Witches appear in multiple shapes, forms and representations: you hear about them in fairy and folk tales, you meet them in paintings à la Henry Fuseli's The Weird Sisters (or The Three Witches) and you see them on screen in scary films that mesmerise and frighten their audiences.
Some witches are beautiful, others are terrifying: in Orson Welles' 1948 movie The Three Witches, an adaptation of Macbeth, these figures had long, grey hair and held forked sticks. Their voices could be heard, but their faces weren't too distinguishable hidden as they were under their long hair; the witches controlled Macbeth's actions via a voodoo doll that represented him.
Rei Kawakubo wasn't conjuring up the powers of Macbeth's witches in the Comme des Garçons' S/S 2016 show held in a hot and sticky basement room at Le Centorial (former headquarters of Crédit Lyonnais), but she was toying with the idea of benevolent blue witches, strong and powerful women capable of doing good deeds.
Models came out on the runway with red flaming hair piled high on their heads, their bodies radically transformed by the monumental sculptures of fabrics wrapped around them.
There were soft and furry three-dimensional tentacles; puffed up sleeves and ostrich feathers delicalety trembling in an almost Haute Couture moment that met with decadence and decay; fake fur clashed with blue velvet; there was a hint at something tailored in two leopard printed fabrics that had been mauled and reduced to bits and pieces before being restitched back together in Frankenstein's style.
A huge white coat was characterised by a magnified criss-cross fastening, sculptural silhouettes and blue knots of velvet covered, hid or submerged in layers and layers of fabric the heads of the models, while ruches cocooned, engulfed and strangled them. The designs (expect them to reappear in some incredible fashion exhibition) looked more like wearable and portable architectural intervention at times made with interior design fabrics rather than proper clothes.

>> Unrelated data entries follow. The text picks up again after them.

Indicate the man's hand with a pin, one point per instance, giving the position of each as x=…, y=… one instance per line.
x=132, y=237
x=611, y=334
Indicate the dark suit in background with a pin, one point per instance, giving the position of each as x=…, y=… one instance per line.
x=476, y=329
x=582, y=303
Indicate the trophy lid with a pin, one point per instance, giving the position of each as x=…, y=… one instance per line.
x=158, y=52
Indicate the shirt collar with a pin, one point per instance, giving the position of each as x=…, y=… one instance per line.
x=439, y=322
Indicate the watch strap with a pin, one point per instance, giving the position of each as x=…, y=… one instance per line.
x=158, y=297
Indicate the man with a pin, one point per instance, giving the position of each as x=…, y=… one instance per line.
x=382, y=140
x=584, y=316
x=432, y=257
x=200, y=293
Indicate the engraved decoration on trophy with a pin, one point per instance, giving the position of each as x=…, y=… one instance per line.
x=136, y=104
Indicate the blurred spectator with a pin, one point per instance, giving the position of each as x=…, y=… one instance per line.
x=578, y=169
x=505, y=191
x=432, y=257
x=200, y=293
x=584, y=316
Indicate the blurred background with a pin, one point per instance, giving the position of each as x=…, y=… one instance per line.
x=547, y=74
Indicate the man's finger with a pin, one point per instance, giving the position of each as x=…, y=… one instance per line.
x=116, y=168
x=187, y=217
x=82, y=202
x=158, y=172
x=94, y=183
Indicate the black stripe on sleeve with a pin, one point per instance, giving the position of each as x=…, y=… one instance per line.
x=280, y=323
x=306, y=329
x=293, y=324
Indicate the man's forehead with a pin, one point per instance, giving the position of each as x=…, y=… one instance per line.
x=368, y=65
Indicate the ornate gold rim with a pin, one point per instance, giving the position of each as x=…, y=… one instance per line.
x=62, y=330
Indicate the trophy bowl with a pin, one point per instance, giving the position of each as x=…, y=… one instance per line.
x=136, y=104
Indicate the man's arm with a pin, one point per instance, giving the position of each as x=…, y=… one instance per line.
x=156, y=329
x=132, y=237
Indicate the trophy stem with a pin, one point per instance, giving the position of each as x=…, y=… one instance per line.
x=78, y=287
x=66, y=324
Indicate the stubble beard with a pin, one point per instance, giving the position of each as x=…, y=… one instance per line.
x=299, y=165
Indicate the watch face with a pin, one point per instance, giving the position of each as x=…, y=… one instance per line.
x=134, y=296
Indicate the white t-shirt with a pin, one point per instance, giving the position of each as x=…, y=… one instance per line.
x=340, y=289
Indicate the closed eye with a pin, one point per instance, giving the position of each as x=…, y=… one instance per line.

Some details vaguely pointed towards historical costumes, others like the sharply pointed narrow shoes were maybe borrowed from illustrations of tales that had grotesque witches as their protagonists, but there were also garments that looked crafted by a person slowly descending into madness in a mental asylum and fashioning out of curtains, mattresses, bedsheets or a straitjacket an extravagant piece.
Difficult to say what it all meant as fabrics transformed into abstract elements, almost huge and material representations of a Rorschach test or turned the models into reinvented and conceptual versions of the witches' attires in W.W. Denslow's illustrations for The Wizard of Oz.
The good thing about it? Well, Kawakubo has reached the point where she doesn't need to present real clothes for the next season, but she can use the runway to introduce her audience to as many experimental ideas as she wants (this time only 16 looks) without explaining anything. Surely, that's no mean feat for a fashion house with its own independent multi-brand chain of shops.
Obviously the ideas showcased in this collection – punctuated by a soundtrack from Blue Velvet, David Lynch's 1980s film – will be reinterpreted in simpler, wearable forms, but, for the time being, you can take them as a silent two finger salute to the fashion establishment that is becoming a sad parody of itself, or, if you're looking for deeper meanings, we could compare them to something else: maybe the designer in this case acted a bit like the witches in Welles' film, "agents of chaos" plotting against order, but she did so not via a voodoo doll, but via models clad in her controversial pieces.